Today, Nate Silver and ESPN made official that the baseball-stats analyst turned election data-cruncher, whose aggregation of polls predicted the last two presidential elections more accurately than politicians and pundits alike, will leave the New York Times and join the sports network and its sister outlet, ABC News. As part of the deal, Silver will have a TV role on ESPN (including, reportedly, on Keith Olbermann’s new show) and on ABC, will get to return to his first love of sports while expanding into many fields beyond politics, and get to build a mini-empire in the form of an ESPN sub site modeled on Bill Simmons’ Grantland.
There have already been some dissections of why Silver might have left. Politico detailed negotiations that involved the Times’ highest leadership; the Times’ public editor, Margaret Sullivan, dropped a tidbit, in a post on Silver, that three high-level political writers at the paper had criticized him to her, apparently unhappy with his data-based style of prognostication (which embarrassed so many gut-based prognosticators).
Media folks love these dealmaking, back-biting stories, especially when they involve the Times, so there will probably be more. But it seems only appropriate, in a story about a data cruncher, to look beyond the personality-driven coverage and ask what the story means beyond the fortunes of one media guy. So, a few (admittedly gut-based) thoughts:
* Media people like Silver don’t have jobs; they have alliances. Right after the Silver story was broken—by, ironically, the Times’ Brian Stelter—I saw some “Oh No!’ reactions on Twitter and Facebook. Part of that might have been the misimpression that Silver was quitting politics altogether, but it also seemed like an outdated impression, from a time when leaving the Times would mean going into the wilderness. I like 538; I like the Times; I don’t need one to follow the other. This is not to insult the Times, a great paper which did give Silver resources to ramp up his work. But 538.com was highly visible before he signed with the Times, and the paper’s own comments about the online traffic he drove made clear he was bringing them more than they were bringing him. Silver didn’t really work for the Times; he had, and has, one job, running 538, whose interests for a while favored licensing its operations to the Times, and now it doesn’t. (Note: elaborating on the deal this afternoon, ESPN said it was buying, not licensing, the 538 brand. I doubt this much limits Silver’s freedom; at this point anyway, his name is bigger than 538’s.)
* Silver embarrassed pundits; he didn’t kill political journalism. I and other have written about the friction between Silver and political pundits during the 2012 election. It was entertaining, and frankly satisfying, to see so many professionals pooh-pooh his data crunching and insist Obama-Romney was a toss-up, whatever Silver’s computer machine said. But Nate Silver did not render the whole of political journalism obsolete, nor I’m sure, did he want to.
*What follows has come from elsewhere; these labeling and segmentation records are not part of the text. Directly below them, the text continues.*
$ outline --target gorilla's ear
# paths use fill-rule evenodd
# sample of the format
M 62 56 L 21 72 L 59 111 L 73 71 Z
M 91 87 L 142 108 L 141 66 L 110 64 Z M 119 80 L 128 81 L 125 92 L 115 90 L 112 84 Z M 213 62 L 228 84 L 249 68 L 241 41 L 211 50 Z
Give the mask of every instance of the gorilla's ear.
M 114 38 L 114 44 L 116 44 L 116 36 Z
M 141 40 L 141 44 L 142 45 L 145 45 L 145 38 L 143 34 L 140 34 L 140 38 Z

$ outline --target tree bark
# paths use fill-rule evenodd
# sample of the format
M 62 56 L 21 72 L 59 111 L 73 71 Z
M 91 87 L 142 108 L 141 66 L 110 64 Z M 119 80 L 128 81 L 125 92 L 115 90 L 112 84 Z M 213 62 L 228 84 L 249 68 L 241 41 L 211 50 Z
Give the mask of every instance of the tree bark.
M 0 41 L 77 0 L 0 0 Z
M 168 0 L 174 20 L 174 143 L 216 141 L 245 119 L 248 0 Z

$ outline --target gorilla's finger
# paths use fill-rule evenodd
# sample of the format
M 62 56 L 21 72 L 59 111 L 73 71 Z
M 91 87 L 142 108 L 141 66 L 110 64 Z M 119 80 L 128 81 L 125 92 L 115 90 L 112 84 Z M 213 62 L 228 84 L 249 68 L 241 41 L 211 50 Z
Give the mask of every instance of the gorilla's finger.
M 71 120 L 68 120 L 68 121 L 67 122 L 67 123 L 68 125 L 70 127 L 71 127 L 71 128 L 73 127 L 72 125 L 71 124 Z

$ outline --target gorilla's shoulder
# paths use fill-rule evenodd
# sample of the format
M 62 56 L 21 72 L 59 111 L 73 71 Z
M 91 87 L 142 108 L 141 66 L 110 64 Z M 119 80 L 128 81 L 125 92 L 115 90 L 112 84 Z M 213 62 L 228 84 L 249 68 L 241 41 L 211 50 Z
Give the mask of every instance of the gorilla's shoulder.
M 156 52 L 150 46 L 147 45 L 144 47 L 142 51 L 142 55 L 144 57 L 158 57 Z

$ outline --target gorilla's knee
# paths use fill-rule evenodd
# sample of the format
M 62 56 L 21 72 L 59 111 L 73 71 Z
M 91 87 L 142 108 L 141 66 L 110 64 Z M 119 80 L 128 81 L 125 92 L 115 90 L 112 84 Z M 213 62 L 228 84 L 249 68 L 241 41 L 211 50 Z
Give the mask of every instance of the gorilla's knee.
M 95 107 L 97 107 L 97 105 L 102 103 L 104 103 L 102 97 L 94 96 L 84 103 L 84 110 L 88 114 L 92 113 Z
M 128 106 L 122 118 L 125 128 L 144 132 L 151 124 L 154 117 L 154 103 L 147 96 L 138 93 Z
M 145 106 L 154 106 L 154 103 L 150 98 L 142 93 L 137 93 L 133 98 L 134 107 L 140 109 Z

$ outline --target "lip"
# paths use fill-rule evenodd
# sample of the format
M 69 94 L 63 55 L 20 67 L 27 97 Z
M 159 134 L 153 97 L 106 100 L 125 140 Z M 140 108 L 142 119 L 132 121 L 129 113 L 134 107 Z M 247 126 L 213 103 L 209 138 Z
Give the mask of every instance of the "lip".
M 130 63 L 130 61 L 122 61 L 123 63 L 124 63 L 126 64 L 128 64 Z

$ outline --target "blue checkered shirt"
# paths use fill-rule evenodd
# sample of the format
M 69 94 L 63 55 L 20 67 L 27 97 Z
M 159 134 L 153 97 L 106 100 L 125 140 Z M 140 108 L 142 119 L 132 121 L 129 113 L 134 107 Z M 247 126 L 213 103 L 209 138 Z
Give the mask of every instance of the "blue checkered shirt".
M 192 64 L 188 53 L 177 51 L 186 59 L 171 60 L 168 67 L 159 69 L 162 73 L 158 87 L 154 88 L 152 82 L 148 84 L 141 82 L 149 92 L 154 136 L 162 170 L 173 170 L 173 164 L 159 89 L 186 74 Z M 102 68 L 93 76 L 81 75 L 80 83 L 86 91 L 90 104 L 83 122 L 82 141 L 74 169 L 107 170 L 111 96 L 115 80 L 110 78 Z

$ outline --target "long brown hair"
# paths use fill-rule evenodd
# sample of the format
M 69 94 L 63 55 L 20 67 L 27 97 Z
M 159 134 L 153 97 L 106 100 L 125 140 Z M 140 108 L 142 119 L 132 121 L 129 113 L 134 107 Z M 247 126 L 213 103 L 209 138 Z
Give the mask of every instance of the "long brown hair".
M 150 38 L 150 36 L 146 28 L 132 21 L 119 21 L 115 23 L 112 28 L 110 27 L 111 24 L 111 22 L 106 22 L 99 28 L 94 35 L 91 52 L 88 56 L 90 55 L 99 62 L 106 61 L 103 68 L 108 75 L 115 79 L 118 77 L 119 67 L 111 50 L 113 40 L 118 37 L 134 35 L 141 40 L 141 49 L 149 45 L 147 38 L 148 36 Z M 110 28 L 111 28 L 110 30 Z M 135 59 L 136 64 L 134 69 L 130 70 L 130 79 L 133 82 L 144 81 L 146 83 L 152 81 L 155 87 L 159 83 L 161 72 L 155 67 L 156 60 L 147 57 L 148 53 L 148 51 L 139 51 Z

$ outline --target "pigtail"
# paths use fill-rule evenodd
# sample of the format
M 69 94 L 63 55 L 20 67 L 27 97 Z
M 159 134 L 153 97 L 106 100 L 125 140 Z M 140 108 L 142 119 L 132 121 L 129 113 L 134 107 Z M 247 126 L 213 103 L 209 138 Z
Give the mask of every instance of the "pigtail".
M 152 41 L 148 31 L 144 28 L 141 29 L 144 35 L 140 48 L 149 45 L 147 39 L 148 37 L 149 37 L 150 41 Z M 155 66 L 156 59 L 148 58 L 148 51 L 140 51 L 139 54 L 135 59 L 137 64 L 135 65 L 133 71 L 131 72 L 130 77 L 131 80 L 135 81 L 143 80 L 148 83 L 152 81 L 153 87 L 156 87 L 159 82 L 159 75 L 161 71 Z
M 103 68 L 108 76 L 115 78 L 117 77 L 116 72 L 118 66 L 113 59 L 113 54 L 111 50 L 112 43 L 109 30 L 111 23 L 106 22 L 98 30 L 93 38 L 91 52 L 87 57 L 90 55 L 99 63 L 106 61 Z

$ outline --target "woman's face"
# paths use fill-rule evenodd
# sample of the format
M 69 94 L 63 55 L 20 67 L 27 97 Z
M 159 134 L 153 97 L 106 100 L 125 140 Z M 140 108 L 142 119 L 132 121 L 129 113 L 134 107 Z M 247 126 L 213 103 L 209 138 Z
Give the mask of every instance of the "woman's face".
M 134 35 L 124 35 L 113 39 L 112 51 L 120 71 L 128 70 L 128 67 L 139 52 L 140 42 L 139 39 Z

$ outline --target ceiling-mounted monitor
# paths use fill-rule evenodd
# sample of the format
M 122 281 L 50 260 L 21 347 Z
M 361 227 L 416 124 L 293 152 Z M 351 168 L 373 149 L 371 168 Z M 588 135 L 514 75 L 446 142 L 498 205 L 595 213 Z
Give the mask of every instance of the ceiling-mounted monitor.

He made a very specific kind of punditry obsolete–having experienced journalists apply their minds and expertise to predicting an election outcome. To be clear: if you were saying (and many prominent folks were), that “I can feel that this election is a lot closer than Silver’s percentages,” Nate Silver made you look ridiculous. But that’s not a bad thing, even for the pundits. It should show us that, if poll analysis is better left to actual analysts, it frees up prognosticators to apply themselves to things like the analyzing the themes, stakes, and matters of governance that make election results matter.
* Oh, and yes, what Nate Silver does is journalism. Let’s just make that clear. Number-crunching used to be looked down on as something less than “real reporting,” which involved doing interviews and cultivating sources. All that’s important, but so is research and data analysis. To the extent that journalism is about the pursuit of knowledge (answer: totally), sifting the data is no lower than working the phones.
* The most interesting part of the story may be neither sports nor politics. The distinctive thing about Silver’s deal with Disney, and maybe what intrigued him most, is its scope: his new venture will try to apply his kind of analysis to fields from entertainment to science to technology. I have a 0% chance of telling you how well that transition will work. Maybe many of these fields will lend themselves far less well to data-modeling than sports and politics did. Or maybe Silver will establish a Foundation at the end of the galaxy to foreshorten the coming 30,000-year collapse of civilization. Either way, I’m glad someone’s underwriting his ambitions so we can find out.
* But it’s about much more than Nate Silver. The media love to put a face on a story, and the upshot of coverage like this is often to exaggerate the accomplishments and unique infallibility of one person. But not to take away from Silver, other people are part of the same movement; leaving aside sabermetrics in sports, to take just one political-data example, the Princeton Election Consortium has also been remarkably effective at using poll aggregation. So the big question is not “Where does Nate go next?” or even “Who will be the next Nate?” but how will media outlets adopt his ideas—like numeracy as a journalistic skill and the power of big data—as part of standard journalistic practice. Many are already starting to realize that—the New York Times prominent among them. If that’s the trend going forward, Nate Silver can win, and so can the ESPN and New York Times, and so can everyone else.